Ghana has set a deadline of December 2025 for implementing cryptocurrency regulations, despite the lack of an enforcement team. The Bank of Ghana aims to create a framework for digital currencies by year’s end, as 3 million Ghanaians actively utilize cryptocurrencies for payments, savings, and remittances. However, this timeline raises concerns, especially with the lack of dedicated staff to enforce these rules.
A surge in cryptocurrency usage has driven over $3 billion in transactions within Ghana since July 2023 through June 2024, highlighting a shift towards digital finance. Dr. Johnson Asiama, Governor of the Bank of Ghana, announced this regulatory push during the International Monetary Fund’s fall meetings. He revealed that a new virtual assets bill will be presented to Parliament before the end of the year.

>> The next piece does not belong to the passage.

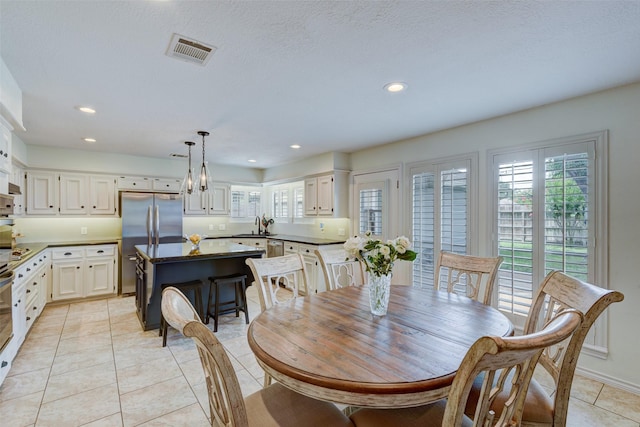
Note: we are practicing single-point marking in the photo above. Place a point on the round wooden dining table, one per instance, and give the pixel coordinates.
(329, 346)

A dedicated enforcement department is being formed to oversee crypto activities. This includes recruitment and training for technical staff. The goal is to establish a specialized unit to monitor digital transactions, safeguard against financial instability, and better control money flows.
While this move marks a significant step toward regulating cryptocurrencies in Ghana, concerns persist regarding the capacity of institutions to enforce these rules effectively. The Bank of Ghana’s plan follows regional trends towards formal crypto oversight, with countries like Kenya and South Africa taking similar measures to regulate digital currencies.
Ghana’s ambitious timeline for cryptocurrency regulation highlights the increasing demand for clarity and transparency in the rapidly developing digital economy. However, the lack of an active enforcement team raises doubts about the practicality of enforcing these regulations on time.